Delicious, easy to grow, tangy dill provides both seeds and greens to flavor many foods. This variety blossoms early with large seed umbels and foliage for pickling, and is the most widely grown. Plant some for the butterflies!
‘Fernleaf’ is a cultivar growing only 18″ tall with abundant dark blue-green foliage. Very slow to bolt. 1992 All-America winner. Use dill in soups, salads, breads, pickles, fish, and salt-free herb seasoning blends. Self-seeding annual.
Attract Ichneumon wasp, ladybugs, lacewings, umbel flowers attract lacewings, ladybugs, hoverflies, aphid midges and parasitic mini-wasps to your garden. Also a favorite larval food of the Eastern black swallowtail butterfly. Can be used as a trap crop for aphids.
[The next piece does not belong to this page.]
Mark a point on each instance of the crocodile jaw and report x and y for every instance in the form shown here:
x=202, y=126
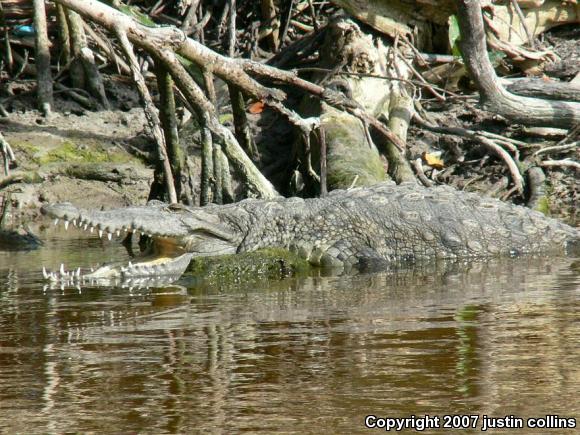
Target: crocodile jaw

(self-seeding) The taste of dill leaves resembles that of caraway, while the seeds are pungent and aromatic. Freshly cut, chopped leaves enhance the flavor of dips, herb butter, soups, salads, fish dishes, and salads. The seeds are used in pickling and can also improve the taste of roasts, stews and vegetables. Ground seeds can be used as a salt substitute. Both the flowering heads and seeds are used in flavored vinegars and oils.
Use two teaspoons of mashed seeds per cup of boiling water to brew a stomach-soothing tea. Steep for ten minutes and drink up to three cups a day. To treat colic or gas in children under two, give small amounts of a weak tea. Combining dill and fennel can ease colic in infants.